那上麵坐著的小皇帝,年紀不大,生了一副極好的皮囊。此刻,他正單手撐著腦袋,另一隻手把玩著一塊極品羊脂玉,眉頭緊鎖,彷彿遇上了什麼滅國之災。
「皇上,江南水患,三千頃良田儘毀,百萬災民流離失所,求皇上調撥賑災款啊!」一名兩鬢斑白的老臣跪在中間,腦門都磕出血來了。
小皇帝不耐煩地擺了擺手:「三千頃良田毀了就毀了,大不了明年再種。你可知,蘇貴妃昨夜在那寢宮裡,因為思鄉之苦,整整掉了一顆金豆子?這江南的水,若是能比得上蘇兒的一滴淚,朕早就讓人去治了。退下,退下,不要為了這點小事煩朕。
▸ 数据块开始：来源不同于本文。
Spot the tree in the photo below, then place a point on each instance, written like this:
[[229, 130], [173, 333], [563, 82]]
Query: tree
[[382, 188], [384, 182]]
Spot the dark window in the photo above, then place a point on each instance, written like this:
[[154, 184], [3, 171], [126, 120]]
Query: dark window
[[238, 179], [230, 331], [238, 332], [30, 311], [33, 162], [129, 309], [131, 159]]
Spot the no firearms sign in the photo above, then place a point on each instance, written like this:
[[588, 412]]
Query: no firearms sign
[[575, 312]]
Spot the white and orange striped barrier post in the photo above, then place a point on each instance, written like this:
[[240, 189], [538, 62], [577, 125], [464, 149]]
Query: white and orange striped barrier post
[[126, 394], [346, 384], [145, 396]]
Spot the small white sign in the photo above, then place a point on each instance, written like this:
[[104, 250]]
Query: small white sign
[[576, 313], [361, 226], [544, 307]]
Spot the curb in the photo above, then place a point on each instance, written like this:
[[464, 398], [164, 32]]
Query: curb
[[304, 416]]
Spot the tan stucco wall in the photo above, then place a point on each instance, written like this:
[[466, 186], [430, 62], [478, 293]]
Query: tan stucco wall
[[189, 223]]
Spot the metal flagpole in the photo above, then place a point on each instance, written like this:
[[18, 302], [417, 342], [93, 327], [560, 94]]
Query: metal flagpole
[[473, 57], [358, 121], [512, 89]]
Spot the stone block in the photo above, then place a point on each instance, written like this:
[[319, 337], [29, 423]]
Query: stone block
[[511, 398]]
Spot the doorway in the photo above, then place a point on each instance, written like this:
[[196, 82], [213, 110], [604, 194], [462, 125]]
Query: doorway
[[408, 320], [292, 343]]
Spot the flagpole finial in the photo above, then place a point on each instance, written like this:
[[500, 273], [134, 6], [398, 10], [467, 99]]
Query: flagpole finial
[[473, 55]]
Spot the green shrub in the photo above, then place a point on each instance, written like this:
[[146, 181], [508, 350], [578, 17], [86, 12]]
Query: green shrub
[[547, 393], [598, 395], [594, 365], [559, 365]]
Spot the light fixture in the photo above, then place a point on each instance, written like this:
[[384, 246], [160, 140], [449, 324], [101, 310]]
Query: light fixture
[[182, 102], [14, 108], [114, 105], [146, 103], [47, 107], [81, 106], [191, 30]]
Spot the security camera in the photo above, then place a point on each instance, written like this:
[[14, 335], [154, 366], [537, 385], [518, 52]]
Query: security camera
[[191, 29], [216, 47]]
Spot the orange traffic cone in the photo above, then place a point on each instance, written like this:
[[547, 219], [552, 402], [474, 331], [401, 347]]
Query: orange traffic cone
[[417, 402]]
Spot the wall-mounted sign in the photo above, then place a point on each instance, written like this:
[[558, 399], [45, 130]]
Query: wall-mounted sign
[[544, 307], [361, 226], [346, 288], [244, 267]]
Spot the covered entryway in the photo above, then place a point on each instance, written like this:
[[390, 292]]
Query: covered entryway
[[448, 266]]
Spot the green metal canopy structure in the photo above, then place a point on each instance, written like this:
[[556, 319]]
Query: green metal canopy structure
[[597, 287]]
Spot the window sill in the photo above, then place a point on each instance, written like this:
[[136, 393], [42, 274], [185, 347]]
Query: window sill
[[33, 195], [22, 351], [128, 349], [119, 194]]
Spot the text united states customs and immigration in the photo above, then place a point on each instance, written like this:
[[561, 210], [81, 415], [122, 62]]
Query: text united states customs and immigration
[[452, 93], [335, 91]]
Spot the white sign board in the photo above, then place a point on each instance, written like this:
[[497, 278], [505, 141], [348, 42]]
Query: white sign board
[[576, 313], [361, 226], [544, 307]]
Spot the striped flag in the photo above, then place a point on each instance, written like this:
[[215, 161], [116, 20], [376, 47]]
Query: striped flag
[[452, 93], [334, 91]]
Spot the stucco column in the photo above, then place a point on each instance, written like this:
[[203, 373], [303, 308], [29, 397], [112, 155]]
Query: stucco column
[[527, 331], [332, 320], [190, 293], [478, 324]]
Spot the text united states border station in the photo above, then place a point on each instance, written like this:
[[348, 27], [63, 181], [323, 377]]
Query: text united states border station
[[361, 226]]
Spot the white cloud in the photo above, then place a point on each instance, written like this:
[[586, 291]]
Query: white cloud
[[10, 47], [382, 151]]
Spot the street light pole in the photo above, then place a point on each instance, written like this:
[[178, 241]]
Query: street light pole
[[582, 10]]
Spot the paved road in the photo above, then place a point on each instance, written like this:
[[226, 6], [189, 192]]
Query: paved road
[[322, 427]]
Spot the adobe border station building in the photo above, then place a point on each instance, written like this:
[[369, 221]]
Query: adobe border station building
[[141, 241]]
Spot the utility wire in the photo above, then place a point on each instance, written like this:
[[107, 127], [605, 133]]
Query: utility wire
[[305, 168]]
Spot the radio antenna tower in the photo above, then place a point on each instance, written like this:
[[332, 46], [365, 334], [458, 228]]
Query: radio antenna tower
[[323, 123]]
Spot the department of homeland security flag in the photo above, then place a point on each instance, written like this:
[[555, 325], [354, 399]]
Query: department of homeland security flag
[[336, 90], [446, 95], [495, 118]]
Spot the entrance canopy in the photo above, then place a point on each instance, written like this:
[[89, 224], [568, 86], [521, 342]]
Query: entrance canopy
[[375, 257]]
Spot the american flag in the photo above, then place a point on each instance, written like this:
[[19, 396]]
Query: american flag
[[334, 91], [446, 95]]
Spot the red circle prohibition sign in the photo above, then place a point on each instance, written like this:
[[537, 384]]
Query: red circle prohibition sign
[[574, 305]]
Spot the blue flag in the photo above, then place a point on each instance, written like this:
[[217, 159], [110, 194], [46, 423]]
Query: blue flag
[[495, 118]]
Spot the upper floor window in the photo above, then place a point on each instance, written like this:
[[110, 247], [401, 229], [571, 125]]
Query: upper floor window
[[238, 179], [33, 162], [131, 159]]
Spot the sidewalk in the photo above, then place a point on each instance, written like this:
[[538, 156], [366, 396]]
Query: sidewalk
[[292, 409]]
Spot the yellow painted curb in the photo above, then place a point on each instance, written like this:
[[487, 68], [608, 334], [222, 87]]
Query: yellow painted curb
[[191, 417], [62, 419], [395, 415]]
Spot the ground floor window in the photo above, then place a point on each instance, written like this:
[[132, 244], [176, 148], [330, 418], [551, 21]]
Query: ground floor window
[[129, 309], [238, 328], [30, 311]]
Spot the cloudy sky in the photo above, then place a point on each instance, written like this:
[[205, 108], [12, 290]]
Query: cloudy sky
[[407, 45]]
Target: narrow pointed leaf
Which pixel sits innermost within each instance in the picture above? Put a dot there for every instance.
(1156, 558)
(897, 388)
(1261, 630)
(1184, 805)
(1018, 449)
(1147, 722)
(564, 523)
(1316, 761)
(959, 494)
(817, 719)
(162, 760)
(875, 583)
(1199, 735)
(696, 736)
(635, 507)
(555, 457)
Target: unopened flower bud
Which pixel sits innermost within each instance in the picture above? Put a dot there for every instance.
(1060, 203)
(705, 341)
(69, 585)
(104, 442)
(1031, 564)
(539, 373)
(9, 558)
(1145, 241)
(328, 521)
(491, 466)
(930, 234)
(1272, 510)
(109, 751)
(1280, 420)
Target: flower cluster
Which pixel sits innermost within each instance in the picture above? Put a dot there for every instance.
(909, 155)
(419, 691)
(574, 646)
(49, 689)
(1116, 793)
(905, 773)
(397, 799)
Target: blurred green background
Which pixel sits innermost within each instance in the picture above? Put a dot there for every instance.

」
那老臣聽得一口氣冇提上來,差點冇氣死在當場。
可週圍的其他大臣,竟然紛紛點頭,露出一副「皇上真是性情中人」、「此情可待成追憶」的表情。
「皇上深情,實乃大梁之幸啊。」
「是極,蘇貴妃那般仙女般的人物,受了一點委屈,那都是咱們大梁的過錯。」
躲在暗處的洛璃,此刻正趴在洛凡的肩膀上,熊爪子捂著額頭,聲音在洛凡識海裡瘋狂吐槽:「爹,我受不了了。這幫人是真的冇腦子嗎?老家都被淹了,他們在討論貴妃哭不哭?」
「因為這方世界的因果律被修改了。」洛凡步步生蓮,當然,他腳下生的是黑色的冥火,雖然在常人眼裡看不見,但那股極致的冰冷卻讓整個金鑾殿的溫度瞬間下降。
「邏輯被『感情最大化』取代。在這兒,誰的情感波動大,誰就有理。眼淚就是戰鬥力,心碎就是大殺器。」
洛凡大步邁入殿內,那身黑金蟒袍在滿殿鮮艷的顏色中,顯得孤傲而肅殺。
「攝政王到——!」
內監的一聲傳喚,帶了點驚恐的顫音。
小皇帝抬起頭,看到洛凡,眼神亮了一下,像是找到了共鳴的知音:「皇叔!你來得正好!聽說你昨夜為了蘇兒也要取心頭血?那藥引如何了?若是蘇兒還冇好,朕也打算取兩碗試試,咱們大叔侄倆聯手,定能讓蘇兒笑逐顏開。」
洛凡站在丹階之下,仰起頭,看著這個在原劇情裡為了一個女人甚至願意割讓半壁江山的腦殘皇帝。
他一句話冇說。
他隻是往前走了一步。
轟!
一股排山倒海的威壓,以洛凡為中心,瞬間席捲了整座大殿。
那些紅綢緞瞬間崩碎,原本甜膩的檀香味被一股鐵血硝煙的氣息強行衝散。不少原本還在點頭哈腰的大臣,隻覺得膝蓋一軟,噗通一聲全跪下了。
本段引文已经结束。